Perhaps, although the jury’s still out. The broad trend for the US economy remains positive, albeit at a moderate pace. Nonetheless, the weakness in business lending is a risk factor that warrants close attention in the months ahead.

Researchers have long documented a pro-cyclical relationship between the supply of bank loans and the business cycle, both in the US and abroad. It’s clear that lending dries up once a recession trend is established. The debate is whether this is primarily due to supply (banks tighten lending standards and offer fewer loans), demand (companies reduce borrowing), or a mix of both.
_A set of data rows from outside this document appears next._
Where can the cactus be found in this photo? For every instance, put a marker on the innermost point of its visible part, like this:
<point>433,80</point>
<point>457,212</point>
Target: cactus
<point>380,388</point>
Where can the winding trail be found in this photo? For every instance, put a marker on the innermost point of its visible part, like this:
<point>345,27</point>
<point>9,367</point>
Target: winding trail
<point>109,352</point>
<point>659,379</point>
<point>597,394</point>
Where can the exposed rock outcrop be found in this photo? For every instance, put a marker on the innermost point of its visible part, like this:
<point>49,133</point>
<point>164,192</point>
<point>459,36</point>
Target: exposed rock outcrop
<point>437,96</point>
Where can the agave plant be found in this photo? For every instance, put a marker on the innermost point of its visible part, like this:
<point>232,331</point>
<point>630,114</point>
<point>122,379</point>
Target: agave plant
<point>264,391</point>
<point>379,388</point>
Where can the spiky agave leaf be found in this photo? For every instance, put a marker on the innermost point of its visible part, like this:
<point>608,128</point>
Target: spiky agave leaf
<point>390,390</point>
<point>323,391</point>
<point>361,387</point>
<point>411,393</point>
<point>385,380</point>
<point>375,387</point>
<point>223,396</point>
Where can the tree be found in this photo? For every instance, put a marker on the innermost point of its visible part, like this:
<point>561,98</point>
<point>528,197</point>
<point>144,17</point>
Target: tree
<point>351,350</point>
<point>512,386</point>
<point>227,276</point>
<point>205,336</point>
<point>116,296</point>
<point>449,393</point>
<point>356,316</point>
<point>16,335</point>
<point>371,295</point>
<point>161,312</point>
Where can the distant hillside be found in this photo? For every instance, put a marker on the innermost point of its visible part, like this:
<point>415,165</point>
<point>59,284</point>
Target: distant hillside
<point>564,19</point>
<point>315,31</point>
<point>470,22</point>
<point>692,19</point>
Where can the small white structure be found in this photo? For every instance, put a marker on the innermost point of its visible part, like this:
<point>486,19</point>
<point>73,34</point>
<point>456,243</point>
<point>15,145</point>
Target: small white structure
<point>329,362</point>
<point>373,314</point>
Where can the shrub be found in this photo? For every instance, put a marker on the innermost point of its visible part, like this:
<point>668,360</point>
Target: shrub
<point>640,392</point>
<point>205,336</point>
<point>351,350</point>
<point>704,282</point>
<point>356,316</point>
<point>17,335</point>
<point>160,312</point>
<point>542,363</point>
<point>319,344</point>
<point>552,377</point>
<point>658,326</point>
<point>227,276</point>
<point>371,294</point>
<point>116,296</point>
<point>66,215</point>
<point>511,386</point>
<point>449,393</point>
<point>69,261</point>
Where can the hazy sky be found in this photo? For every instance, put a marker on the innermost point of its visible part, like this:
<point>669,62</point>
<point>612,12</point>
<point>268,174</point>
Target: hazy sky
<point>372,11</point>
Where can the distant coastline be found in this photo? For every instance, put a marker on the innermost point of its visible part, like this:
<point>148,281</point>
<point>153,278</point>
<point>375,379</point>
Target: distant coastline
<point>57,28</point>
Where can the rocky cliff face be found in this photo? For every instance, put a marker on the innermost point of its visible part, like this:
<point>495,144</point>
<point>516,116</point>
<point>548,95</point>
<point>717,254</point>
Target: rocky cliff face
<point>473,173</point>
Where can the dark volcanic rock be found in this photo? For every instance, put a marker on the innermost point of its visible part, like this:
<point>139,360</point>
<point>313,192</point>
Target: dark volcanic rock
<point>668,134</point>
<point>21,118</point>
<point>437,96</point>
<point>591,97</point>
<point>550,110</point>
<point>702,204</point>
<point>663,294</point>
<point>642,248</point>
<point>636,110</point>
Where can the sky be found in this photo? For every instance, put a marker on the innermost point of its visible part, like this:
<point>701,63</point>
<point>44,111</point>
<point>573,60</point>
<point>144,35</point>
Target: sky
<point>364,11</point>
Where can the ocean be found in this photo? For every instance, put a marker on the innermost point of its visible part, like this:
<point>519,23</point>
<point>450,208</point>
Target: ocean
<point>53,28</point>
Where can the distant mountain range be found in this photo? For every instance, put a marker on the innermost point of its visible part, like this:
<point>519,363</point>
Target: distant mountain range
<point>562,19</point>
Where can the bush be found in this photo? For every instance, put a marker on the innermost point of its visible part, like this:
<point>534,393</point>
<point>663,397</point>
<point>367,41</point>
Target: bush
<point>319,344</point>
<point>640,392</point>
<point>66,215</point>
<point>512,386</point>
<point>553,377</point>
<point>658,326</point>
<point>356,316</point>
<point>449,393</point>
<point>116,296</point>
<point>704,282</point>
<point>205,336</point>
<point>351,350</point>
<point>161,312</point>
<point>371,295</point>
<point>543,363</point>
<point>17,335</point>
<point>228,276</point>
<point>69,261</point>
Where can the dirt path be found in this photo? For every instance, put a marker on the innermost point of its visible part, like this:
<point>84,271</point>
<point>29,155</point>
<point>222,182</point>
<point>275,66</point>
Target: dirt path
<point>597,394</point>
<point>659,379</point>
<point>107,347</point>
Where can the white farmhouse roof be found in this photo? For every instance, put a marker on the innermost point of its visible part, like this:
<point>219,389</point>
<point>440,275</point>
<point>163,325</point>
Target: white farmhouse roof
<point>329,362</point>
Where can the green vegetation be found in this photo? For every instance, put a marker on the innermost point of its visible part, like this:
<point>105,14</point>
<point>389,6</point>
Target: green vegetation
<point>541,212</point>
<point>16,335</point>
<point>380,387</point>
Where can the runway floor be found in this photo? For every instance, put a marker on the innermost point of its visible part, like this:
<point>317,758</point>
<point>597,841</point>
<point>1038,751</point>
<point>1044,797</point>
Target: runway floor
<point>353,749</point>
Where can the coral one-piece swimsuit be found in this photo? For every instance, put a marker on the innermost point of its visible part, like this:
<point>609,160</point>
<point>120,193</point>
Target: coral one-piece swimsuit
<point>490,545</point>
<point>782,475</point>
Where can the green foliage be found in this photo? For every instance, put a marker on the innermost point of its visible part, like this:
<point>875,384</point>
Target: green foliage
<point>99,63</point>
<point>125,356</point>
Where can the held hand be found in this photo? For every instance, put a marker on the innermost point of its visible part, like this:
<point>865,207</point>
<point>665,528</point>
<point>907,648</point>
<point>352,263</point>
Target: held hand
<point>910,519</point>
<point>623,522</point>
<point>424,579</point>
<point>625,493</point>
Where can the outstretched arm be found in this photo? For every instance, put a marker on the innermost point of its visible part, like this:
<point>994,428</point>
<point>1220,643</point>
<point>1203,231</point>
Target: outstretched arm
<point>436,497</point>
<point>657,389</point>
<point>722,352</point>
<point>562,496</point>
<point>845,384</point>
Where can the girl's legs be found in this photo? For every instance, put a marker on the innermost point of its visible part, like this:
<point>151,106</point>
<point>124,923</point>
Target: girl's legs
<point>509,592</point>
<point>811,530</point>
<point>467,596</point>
As an added twist, new sources of lending may be affecting the reliability of the traditional bank-lending data as a business-cycle indicator. As one example, Inc. Magazine recently noted that Amazon

fairly easily entered the lucrative small business lending marketplace. Currently, the company only offers short-term business loans ranging from $1,000 to $750,000 for up to 12 months to micro, small and medium businesses that sell on Amazon. It has the potential to expand into retail banking. Amazon could begin setting up deposit accounts or lending to small business borrowers outside of its own network. This could help Amazon grow its core business of online sales as well as establish the company as one of the leading online lenders to small companies.

It’s unclear if alternative lenders have rendered conventional bank loan trends obsolete as a business-cycle indicator. Even if the established data for commercial and business lending is still the leading source for credit modeling, the data suffers from a sketchy history as a timely indicator of business-cycle risk.

No one indicator is a silver bullet for analyzing economic risk, particularly when that indicator’s history has been uneven at best. But at a time of rising geopolitical risk, weak-to-moderate US economic growth, and a Federal Reserve that’s intent on tightening, if only modestly, monetary policy, the sight of softer loan growth isn’t easily dismissed. All the more so if business lending’s pace slips into negative terrain in the months ahead.

It’s still prudent (and always will be) to use a broad set of indicators to reliably estimate recession risk. But it’s possible that business lending could be an early warning sign this time. For the moment, there’s minimal corroboration that a new downturn has started and so it would be hasty to conclude that the recovery has stalled. Indeed, a majority of key datasets suggest otherwise, at least for now.

The question is whether business lending knows something that the rest of the economy doesn’t?